The tribal Tahltan Central Council held up Red Chris operations, pending a third-party review of the tailings pond. Engineer Klohn Crippen Berger's study found "a major design issue" in the foundation soils and lack of detailed documentation, emergency response plans and environmental testing. KCB made 22 recommendations for improvement.

The Red Chris tailings pond is designed for 300.7 million tons, more than treble the 99 million tons in Mount Polley's tailings pond in July 2014, according to the company.

Imperial Metals "has provided a commitment" to government ministries and the Tahltan council "to review, respond and implement, as required, the recommendations" of the Klohn report on Red Chris, says David Haslam, MEM spokesman. The ministry is not eliminating use of tailings ponds, even those still in the environmental assessment stage.
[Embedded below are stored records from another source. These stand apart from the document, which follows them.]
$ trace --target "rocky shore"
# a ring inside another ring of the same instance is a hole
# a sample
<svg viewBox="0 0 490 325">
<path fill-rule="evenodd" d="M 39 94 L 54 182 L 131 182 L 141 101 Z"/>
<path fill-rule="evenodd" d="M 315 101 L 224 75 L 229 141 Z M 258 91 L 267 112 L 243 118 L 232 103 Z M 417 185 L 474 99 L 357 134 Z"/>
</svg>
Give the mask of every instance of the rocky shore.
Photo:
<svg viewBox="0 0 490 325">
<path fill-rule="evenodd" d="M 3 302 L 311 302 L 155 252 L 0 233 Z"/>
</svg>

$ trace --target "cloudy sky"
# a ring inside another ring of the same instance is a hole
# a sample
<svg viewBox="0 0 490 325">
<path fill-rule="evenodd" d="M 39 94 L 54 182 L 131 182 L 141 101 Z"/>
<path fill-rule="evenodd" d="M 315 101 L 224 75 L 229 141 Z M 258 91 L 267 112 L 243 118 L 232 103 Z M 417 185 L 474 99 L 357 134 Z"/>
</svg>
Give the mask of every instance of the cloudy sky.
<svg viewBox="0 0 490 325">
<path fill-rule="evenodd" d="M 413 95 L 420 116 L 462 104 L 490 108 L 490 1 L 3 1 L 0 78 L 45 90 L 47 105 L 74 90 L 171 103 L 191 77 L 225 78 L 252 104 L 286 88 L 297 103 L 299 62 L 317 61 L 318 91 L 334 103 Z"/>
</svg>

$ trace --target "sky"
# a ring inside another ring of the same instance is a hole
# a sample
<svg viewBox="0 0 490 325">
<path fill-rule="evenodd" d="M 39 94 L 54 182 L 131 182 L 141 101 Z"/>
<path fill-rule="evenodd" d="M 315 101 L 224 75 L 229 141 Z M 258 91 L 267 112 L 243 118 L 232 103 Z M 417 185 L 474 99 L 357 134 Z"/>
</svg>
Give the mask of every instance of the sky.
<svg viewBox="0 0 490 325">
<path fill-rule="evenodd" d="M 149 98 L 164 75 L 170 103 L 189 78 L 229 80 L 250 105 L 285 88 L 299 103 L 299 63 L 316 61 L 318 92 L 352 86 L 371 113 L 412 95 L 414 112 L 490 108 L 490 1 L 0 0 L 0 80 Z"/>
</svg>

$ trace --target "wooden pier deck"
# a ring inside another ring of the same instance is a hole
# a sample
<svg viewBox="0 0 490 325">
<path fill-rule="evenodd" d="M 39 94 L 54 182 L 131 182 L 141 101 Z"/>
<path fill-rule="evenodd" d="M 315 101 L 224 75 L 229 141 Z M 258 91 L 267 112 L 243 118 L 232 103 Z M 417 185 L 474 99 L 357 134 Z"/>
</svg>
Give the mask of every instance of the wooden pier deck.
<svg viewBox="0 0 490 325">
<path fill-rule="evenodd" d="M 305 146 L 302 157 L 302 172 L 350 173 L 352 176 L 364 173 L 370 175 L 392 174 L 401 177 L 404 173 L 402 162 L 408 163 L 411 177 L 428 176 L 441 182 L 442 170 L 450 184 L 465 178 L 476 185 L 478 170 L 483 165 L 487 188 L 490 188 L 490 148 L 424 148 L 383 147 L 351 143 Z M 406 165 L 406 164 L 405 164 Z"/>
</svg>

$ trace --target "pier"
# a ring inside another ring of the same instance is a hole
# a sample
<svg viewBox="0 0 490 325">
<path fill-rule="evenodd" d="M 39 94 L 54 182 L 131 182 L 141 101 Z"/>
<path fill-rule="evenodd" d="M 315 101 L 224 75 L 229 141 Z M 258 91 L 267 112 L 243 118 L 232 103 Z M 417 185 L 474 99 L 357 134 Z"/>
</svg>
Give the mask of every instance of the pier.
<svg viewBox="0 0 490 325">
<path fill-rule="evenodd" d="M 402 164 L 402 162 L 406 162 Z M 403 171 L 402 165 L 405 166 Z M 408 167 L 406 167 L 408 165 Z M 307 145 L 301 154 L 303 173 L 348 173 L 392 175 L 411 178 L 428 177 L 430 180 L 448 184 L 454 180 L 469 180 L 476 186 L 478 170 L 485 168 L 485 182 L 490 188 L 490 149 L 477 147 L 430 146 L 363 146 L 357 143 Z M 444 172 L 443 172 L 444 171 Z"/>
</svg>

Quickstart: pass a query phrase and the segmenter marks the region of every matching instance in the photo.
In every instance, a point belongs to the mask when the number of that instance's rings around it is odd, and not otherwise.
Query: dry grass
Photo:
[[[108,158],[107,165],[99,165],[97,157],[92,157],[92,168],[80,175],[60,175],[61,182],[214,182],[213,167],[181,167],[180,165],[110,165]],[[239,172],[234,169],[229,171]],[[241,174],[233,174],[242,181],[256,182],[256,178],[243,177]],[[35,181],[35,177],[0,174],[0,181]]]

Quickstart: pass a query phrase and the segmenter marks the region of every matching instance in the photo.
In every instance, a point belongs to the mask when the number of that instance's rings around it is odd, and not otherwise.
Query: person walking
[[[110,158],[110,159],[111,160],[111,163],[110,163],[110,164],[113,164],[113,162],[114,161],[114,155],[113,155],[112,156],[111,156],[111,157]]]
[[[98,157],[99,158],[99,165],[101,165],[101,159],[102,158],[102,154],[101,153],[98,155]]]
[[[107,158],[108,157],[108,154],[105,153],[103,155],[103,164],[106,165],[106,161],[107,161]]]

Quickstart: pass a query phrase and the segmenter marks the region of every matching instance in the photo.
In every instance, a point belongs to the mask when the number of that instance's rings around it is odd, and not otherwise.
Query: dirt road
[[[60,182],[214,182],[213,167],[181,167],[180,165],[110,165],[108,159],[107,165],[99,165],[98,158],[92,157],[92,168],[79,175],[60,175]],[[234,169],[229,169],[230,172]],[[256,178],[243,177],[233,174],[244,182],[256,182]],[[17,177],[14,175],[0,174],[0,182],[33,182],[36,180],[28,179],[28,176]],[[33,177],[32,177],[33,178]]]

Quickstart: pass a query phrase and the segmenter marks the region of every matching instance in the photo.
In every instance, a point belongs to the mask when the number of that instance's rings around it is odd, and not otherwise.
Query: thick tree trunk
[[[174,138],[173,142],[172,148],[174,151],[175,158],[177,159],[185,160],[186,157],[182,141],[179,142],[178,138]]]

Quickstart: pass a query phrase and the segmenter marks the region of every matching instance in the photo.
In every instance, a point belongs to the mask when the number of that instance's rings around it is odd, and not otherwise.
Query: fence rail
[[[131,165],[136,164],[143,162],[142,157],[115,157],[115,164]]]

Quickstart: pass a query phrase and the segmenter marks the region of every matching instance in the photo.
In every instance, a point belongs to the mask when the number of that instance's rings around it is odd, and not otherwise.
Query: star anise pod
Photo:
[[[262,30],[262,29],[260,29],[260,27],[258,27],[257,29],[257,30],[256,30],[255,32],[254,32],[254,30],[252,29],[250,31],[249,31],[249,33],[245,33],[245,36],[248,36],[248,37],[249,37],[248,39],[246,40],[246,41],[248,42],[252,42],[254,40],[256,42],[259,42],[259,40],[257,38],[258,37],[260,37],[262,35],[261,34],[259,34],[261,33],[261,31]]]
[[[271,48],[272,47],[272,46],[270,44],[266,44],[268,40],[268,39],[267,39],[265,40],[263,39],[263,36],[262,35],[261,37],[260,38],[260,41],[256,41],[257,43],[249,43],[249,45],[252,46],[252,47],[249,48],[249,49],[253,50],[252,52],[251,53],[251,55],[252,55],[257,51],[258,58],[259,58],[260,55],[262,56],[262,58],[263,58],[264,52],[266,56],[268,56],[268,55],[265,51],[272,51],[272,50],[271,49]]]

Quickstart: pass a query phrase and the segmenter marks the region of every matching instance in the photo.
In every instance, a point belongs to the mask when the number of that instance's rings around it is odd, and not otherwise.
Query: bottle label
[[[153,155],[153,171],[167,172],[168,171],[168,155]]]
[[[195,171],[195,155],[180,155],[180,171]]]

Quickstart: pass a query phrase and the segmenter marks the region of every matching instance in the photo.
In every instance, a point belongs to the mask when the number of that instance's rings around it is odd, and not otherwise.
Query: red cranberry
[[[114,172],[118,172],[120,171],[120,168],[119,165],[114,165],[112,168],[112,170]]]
Mining companies are "being asked" to "provide a summary report by a qualified professional" on how they considered the panel's recommendations and describe any changes made and "commitments for follow-up work," he says.

However, the Independent Review Panel investigating the Mount Polley failure said, "Improving technology to ensure against failures requires eliminating water both on and in the tailings: water on the surface, and water contained in the interparticle voids. Only this can provide the kind of fail-safe redundancy that prevents releases no matter what."

The panel also predicted that, without changes, there will be two tailings-pond failures every 10 years, based on past performance. It "firmly rejects any notion that business as usual can continue."

The Ministry of Environment, with a $10- million budget increase this year, will add staff to step up inspections, but Haslam couldn't say how many new inspectors will be hired. The ministry is asking mines to report, by June 30, if their tailings-pond foundation design is similar to Mount Polley's and if it has been properly checked for stability.

Haslam expects that only 10 of the 30 mines now in the environmental assessment and permit process "will actually proceed" in coming years.

The province also is requiring operating mines with tailings ponds to set up independent review boards. Several mines already have these boards in place, says a MEM spokesman.

The recommended dry storage would prevent water from mixing with tailings, especially when trying to protect against acid mine drainage, which is "common in mining … ubiquitous in mining copper," says David Chambers, mining engineer and president of the Center for Science in Public Participation, Bozeman, Mont.